Eine Partei, die bei der Bundestagswahl von 1998 mehr als 20 Millionen Stimmen erhielt und mit deutlichem Abstand stärkste Partei wurde, bei der Bundestagswahl von 2009 dann weniger als 10 Millionen Stimmen für sich verbuchen konnte, was zuletzt 1957 der Fall gewesen war – eine solche Partei, die binnen elf Jahren mehr als die Hälfte ihrer Wähler einbüßt, kann sich nur im freien Fall nach unten befinden und ihre Zukunft bereits hinter sich haben. Oder?
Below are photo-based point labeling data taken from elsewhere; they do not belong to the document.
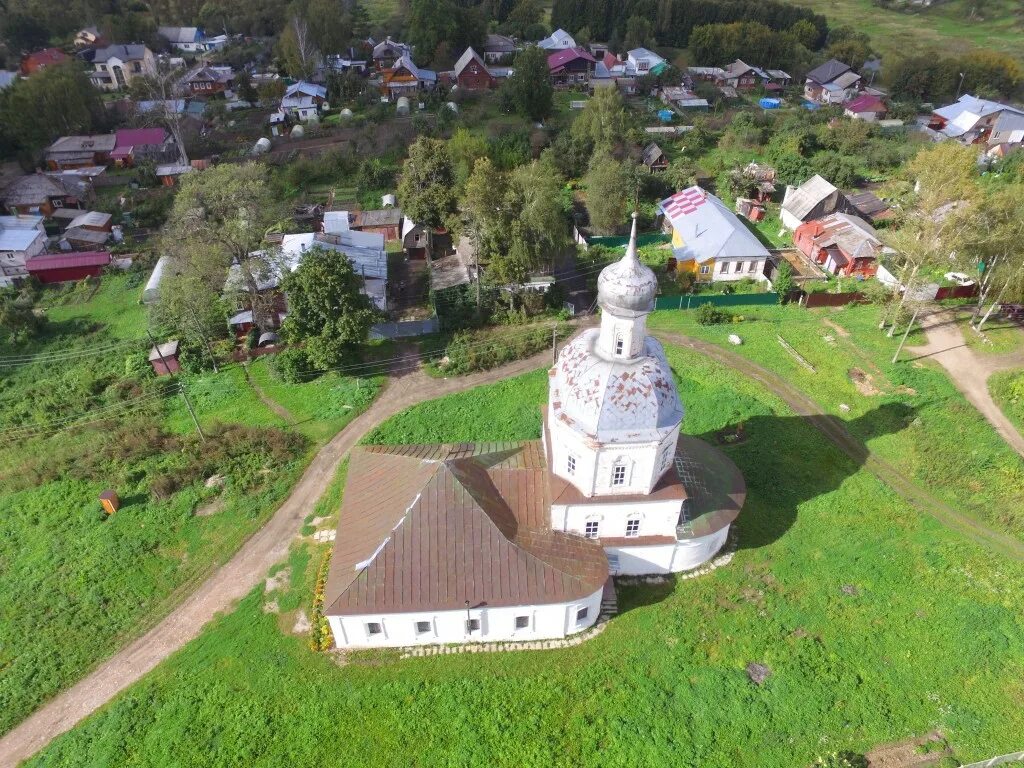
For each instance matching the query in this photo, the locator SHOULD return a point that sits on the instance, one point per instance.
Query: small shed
(54, 267)
(164, 357)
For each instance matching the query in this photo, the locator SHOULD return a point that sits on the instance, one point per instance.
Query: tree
(427, 185)
(55, 101)
(603, 121)
(327, 310)
(528, 89)
(606, 194)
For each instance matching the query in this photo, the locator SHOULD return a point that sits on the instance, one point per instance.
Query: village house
(44, 193)
(976, 121)
(20, 239)
(208, 81)
(812, 200)
(88, 38)
(868, 108)
(471, 73)
(653, 158)
(843, 245)
(710, 241)
(517, 541)
(571, 68)
(499, 49)
(832, 83)
(388, 51)
(406, 79)
(68, 267)
(40, 59)
(190, 39)
(116, 66)
(79, 152)
(557, 40)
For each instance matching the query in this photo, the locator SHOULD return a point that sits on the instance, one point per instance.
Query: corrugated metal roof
(428, 527)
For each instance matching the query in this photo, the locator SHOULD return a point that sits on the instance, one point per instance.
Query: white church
(505, 542)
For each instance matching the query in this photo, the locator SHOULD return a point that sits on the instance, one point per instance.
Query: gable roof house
(208, 81)
(20, 239)
(842, 244)
(571, 68)
(832, 83)
(865, 107)
(190, 39)
(971, 120)
(406, 79)
(79, 152)
(116, 66)
(812, 200)
(498, 48)
(471, 74)
(557, 40)
(711, 241)
(40, 59)
(653, 158)
(388, 51)
(44, 193)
Eine ganz besondere Partei ist sie, die SPD. Dereinst klassische Arbeiterpartei, straff organisiert, mit hauptamtlichen Funktionären und effektiver Struktur. Dann folgte die Wandlung zur linken Volkspartei, die sich mit dem Godesberger Programm von 1959 den neuen Gegebenheiten der jungen Bundesrepublik zu stellen suchte. 1972 leitete Willy Brandt unter der Formel "Neue Mitte" ein, was sodann als Öffnung für die neuen Mittelschichten betrieben wurde. Es könnte sich ausnehmen wie eine stetige Weiterentwicklung, absichtsvoll und folgerichtig vorangetrieben – ist jedoch eher ein um das Sozialstaatskonzept rankender Schlingerkurs, der mal mehr, mal weniger erfolgreich ausfällt.
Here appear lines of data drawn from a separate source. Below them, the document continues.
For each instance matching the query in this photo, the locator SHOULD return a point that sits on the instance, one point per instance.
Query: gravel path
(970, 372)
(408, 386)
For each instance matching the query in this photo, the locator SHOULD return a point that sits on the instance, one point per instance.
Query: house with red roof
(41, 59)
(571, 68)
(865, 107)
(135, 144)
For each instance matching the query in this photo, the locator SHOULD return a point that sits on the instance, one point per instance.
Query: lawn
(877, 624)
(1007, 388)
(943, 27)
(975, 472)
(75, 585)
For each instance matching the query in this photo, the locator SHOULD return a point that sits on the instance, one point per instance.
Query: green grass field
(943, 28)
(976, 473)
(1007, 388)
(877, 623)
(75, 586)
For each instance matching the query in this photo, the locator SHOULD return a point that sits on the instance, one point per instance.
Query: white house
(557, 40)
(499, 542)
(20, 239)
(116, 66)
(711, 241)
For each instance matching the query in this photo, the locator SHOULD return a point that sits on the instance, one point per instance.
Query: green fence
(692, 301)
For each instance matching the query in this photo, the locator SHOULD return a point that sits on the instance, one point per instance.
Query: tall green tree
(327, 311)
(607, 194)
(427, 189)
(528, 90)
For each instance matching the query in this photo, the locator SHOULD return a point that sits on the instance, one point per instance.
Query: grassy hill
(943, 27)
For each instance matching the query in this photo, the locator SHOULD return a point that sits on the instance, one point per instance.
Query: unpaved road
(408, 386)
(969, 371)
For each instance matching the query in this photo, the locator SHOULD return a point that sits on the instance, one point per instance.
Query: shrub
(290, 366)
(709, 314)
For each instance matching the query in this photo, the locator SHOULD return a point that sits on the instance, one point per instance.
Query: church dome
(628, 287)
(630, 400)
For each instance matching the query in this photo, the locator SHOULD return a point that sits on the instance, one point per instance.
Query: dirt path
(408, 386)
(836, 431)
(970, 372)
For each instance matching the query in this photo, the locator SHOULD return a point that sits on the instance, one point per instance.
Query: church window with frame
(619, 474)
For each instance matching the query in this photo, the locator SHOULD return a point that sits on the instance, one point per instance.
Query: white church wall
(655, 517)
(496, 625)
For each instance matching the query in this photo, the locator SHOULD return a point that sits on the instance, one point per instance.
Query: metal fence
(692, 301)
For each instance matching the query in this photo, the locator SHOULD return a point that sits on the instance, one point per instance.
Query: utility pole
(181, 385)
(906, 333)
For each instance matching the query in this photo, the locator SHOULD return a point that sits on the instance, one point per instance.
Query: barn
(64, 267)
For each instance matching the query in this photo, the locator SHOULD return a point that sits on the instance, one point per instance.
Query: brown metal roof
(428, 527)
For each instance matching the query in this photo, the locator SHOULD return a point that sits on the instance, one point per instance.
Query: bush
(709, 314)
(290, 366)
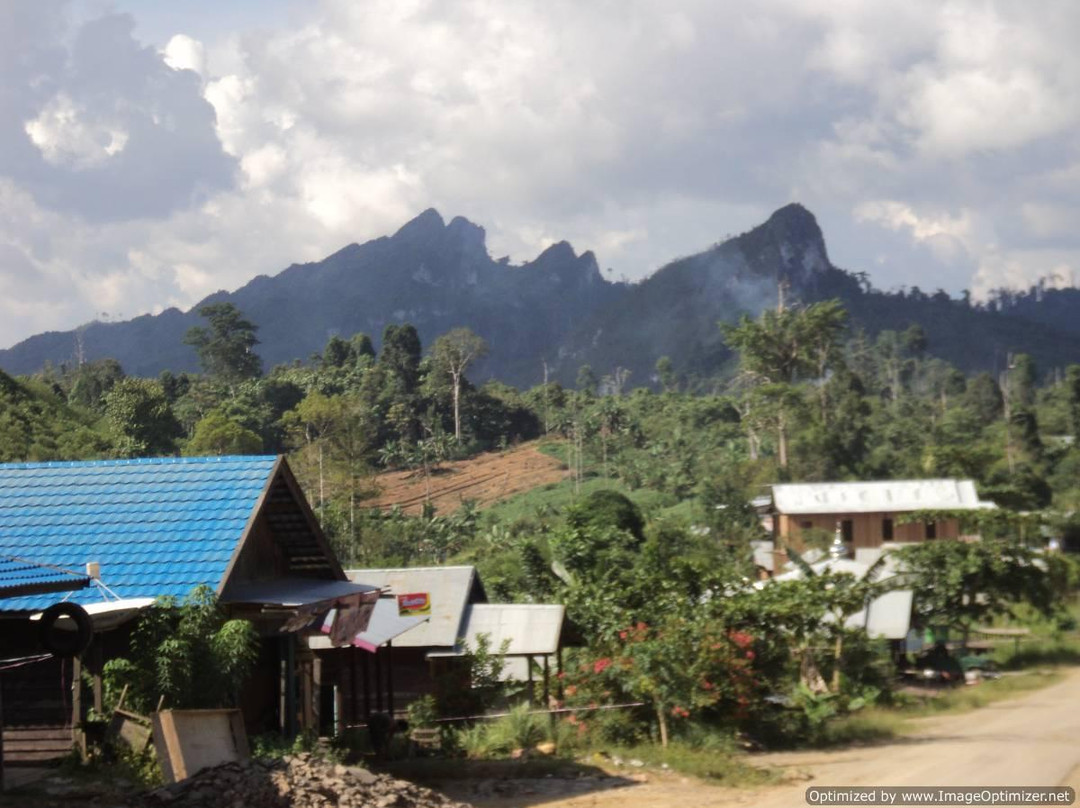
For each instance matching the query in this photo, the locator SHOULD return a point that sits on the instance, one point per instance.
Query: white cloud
(939, 138)
(185, 53)
(66, 136)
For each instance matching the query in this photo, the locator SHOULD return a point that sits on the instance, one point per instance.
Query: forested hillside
(549, 317)
(807, 396)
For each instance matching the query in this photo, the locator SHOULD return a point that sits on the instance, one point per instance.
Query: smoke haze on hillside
(151, 155)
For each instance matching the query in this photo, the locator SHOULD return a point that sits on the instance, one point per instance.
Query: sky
(151, 152)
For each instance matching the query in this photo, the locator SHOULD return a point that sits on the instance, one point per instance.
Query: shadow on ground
(530, 782)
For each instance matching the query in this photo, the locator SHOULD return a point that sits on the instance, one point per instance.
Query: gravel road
(1033, 740)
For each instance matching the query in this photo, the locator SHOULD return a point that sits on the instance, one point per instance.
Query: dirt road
(1033, 740)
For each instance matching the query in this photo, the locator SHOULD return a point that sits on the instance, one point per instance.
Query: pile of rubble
(300, 781)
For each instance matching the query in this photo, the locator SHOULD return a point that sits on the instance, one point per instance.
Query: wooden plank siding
(866, 528)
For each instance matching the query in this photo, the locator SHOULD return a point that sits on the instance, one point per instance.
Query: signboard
(414, 605)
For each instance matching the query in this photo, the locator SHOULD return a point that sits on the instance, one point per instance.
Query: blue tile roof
(157, 526)
(21, 576)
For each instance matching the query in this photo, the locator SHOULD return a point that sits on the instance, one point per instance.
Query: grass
(717, 763)
(883, 724)
(552, 499)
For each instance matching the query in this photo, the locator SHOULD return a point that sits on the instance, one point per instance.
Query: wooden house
(160, 527)
(872, 514)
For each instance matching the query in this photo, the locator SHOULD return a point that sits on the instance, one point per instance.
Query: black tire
(65, 643)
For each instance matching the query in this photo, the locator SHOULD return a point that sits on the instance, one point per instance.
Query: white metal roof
(889, 615)
(877, 497)
(383, 625)
(450, 589)
(531, 629)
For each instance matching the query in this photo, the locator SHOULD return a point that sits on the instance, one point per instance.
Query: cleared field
(486, 479)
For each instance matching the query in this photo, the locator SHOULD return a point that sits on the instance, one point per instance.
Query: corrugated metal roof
(450, 590)
(385, 624)
(22, 577)
(157, 526)
(530, 629)
(877, 497)
(890, 614)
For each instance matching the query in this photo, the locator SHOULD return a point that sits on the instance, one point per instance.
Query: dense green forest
(655, 516)
(811, 399)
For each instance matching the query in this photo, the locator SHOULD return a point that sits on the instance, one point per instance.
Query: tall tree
(454, 352)
(139, 413)
(226, 345)
(783, 346)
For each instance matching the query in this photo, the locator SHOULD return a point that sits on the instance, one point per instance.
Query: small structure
(866, 514)
(21, 577)
(526, 634)
(395, 672)
(160, 527)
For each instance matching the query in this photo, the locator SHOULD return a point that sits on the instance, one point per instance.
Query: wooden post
(390, 677)
(282, 688)
(378, 679)
(367, 686)
(78, 736)
(528, 667)
(307, 696)
(338, 708)
(547, 683)
(316, 694)
(96, 659)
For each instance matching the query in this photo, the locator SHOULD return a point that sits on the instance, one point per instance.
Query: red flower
(741, 638)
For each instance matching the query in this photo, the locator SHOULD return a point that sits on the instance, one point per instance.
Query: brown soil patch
(486, 479)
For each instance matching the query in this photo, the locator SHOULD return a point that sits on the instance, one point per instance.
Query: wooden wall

Für die Arbeiterpartei SPD war klar, welche Anliegen und Forderungen sie zu vertreten hatte; die linke Volkspartei tat sich schon etwas schwerer, vermochte sich aber bei den Bundestagswahlen 1969, 1972, 1976 und 1980 mit ihren höchsten Stimmenanteilen (42,7, 45,8, 42,6 und 42,9 Prozent) als Reformkraft der erstarrten Gesellschaft zu behaupten. Entsprechend konnte sie neue Mitglieder aus aufstiegsorientierten wie intellektuellen Kreisen gewinnen: Angestellte und Beamte, Akademiker und auch jüngere Selbstständige. 1976 erreichte sie mit knapp über einer Million Mitgliedern ihre Höchstmarke. Eine aus der Gesellschaft der Bundesrepublik nicht wegzudenkende Volkspartei. Dass bald der Abstieg des Modells "Volkspartei" einsetzte, ist noch die geringere Erklärung für das, was die SPD erlebte.
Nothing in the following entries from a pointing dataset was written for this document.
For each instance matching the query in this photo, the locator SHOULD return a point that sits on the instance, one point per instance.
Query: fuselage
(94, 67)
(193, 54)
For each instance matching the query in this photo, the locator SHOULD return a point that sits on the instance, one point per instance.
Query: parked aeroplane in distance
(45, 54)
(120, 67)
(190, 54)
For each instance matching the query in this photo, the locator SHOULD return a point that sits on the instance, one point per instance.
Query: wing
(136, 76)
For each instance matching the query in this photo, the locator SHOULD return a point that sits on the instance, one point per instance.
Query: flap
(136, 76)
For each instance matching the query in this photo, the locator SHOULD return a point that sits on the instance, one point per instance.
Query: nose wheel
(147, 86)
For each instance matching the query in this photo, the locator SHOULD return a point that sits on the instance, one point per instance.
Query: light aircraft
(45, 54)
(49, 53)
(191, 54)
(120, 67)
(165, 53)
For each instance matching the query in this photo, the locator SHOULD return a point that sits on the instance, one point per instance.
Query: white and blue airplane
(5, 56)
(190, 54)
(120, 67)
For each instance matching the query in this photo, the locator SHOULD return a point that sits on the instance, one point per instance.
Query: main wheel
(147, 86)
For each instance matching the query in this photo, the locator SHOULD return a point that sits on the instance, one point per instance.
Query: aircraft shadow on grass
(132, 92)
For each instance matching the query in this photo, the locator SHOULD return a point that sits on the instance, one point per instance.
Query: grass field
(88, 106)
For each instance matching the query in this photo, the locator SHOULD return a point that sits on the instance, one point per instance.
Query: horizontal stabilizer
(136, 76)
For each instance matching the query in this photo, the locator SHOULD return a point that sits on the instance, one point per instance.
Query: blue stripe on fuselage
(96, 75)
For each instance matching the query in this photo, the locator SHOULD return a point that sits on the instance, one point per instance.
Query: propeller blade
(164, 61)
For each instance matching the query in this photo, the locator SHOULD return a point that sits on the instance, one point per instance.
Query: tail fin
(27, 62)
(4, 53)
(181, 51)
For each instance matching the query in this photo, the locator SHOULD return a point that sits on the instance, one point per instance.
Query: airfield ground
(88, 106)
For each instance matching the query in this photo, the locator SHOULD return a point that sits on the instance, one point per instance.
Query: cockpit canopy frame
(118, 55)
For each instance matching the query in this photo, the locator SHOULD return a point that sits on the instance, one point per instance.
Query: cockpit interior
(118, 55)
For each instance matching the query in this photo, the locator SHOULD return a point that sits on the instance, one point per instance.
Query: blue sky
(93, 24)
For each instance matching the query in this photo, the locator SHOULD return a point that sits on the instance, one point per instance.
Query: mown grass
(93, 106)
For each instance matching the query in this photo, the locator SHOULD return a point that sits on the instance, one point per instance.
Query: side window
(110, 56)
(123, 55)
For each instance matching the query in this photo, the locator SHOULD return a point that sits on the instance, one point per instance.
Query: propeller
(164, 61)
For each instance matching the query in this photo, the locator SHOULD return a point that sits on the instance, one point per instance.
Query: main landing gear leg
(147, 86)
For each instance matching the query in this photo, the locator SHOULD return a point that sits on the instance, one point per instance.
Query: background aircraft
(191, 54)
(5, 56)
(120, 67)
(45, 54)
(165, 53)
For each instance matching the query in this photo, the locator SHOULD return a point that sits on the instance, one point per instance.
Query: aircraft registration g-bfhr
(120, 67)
Vieles geriet ins Trudeln, gnadenlos ablesbar an der Folge der Parteivorsitzenden. Von 1946 bis 1991, also über 45 Jahre, zählte die SPD ganze vier Parteivorsitzende, von 1991 bis heute dagegen derer neun (plus zwei kommissarische) – Verweildauer meist um die zwei Jahre.

Nur in einer einzigen Hinsicht kann dieses Phänomen tatsächlich als personelle Frage behandelt werden – kaum einer der Parteivorsitzenden, häufig vom Typ Schönwetter-Sachwalter aus dem eigenen Neue-Mitte-Stall, wies genügend Format und Substanz auf. Zuvörderst jedoch sind diese Wirren Ausdruck der Fundamentalfrage, was die SPD in einer sich stetig modernisierenden, nur noch im globalen Kontext denkbaren Gesellschaft ist oder zu sein gedenkt.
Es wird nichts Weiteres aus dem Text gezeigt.